If you can't qualify for a credit card service I think you have more pressing financial worries then buying software from Apple. (Let me guess, you used you whole life savings when buying your Macbook? Bad move bro.)
I think your wit has been fucked!
It's not a service pack.
Just because it's downloadable don't equate it with one of Big M's major bug fixes.
We more perceptive citizens have a major upgrade to the next point version of the OS.
It costs £20 or $29 to download for up to five computers.
Perhaps you should bin your dinosaur and join the 21st century!
Or are you just jealous?
What the fuck does 'partner' mean? The modern business-school meaning seems to be either 'supplier' or 'customer' depending who you're talking to. This is only sometimes confusing, but (IMO) always bloody annoying.
It even spreads to other languages. Not 50m from my flat there's a massive billboard advertisement which says (in Hungarian) "Does your bank treat you like a partner?" Uh, no - my bank treats me like a customer. I would be very pleased if they sent me a cheque every year saying "here is your share of our profits" but they don't, and I'm pretty sure the advertising bank doesn't either.
You might feel a nice warm glow inside when Steve Jobs calls you an Apple partner, but if you think he sees you any differently than any other customer, you're deceiving yourself. But don't worry - he loves you for it.
To retailers, whose knowledge extends to “I think you can find the Apple stuff on the bottom rack over there.”
We have a little saying: “Lead, follow, or get out of the way.” If the retailers were helping users with installation, or advertising the new features so shoppers could decide whether they wanted to bother, or providing much of ANY marketing services at all, you could make an argument for pricing the disks an extra $50 higher to cover their efforts and a fair profit.

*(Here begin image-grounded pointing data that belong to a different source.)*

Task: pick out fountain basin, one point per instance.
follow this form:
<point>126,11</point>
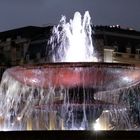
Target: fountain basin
<point>100,76</point>
<point>73,93</point>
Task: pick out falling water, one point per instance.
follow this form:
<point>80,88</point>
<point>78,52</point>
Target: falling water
<point>72,41</point>
<point>71,96</point>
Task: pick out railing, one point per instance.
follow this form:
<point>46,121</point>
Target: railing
<point>126,55</point>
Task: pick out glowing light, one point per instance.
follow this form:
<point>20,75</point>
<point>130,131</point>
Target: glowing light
<point>97,125</point>
<point>126,78</point>
<point>19,118</point>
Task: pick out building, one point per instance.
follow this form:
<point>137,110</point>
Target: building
<point>116,44</point>
<point>14,44</point>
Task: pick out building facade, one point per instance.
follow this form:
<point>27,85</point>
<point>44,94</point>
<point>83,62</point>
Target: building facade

They used to do that. But it's been a long time since *I* have seen much of any reason to pay extra to somebody who can't find the power switch on a demo machine.
I weep for this the same way that I weep for the days when people had whips to make the horses trot faster.
So now we have to manage multiple AppleIDs in the office if we want to install Lion?
Fuck me, but this is getting to be a headache. I have more than 5 macs at home never mind at work - I'd hate to be in a company with dozens of these things.
Sure I'll admit that £20 is a great price point, and hey it fits 5 macs, but that comes with the caveat of no install disk. Frankly I'd be happier with the option to pay £75 for the disk. But this isn't about ease of use or the fabled "experience selling", it's about adding more walls to the garden, and I'm actually starting to feel a little claustrophobic.
Apple need to be a lot more upfront with information, because the lack of it - and explanations as to their thinking going forward - is putting me off.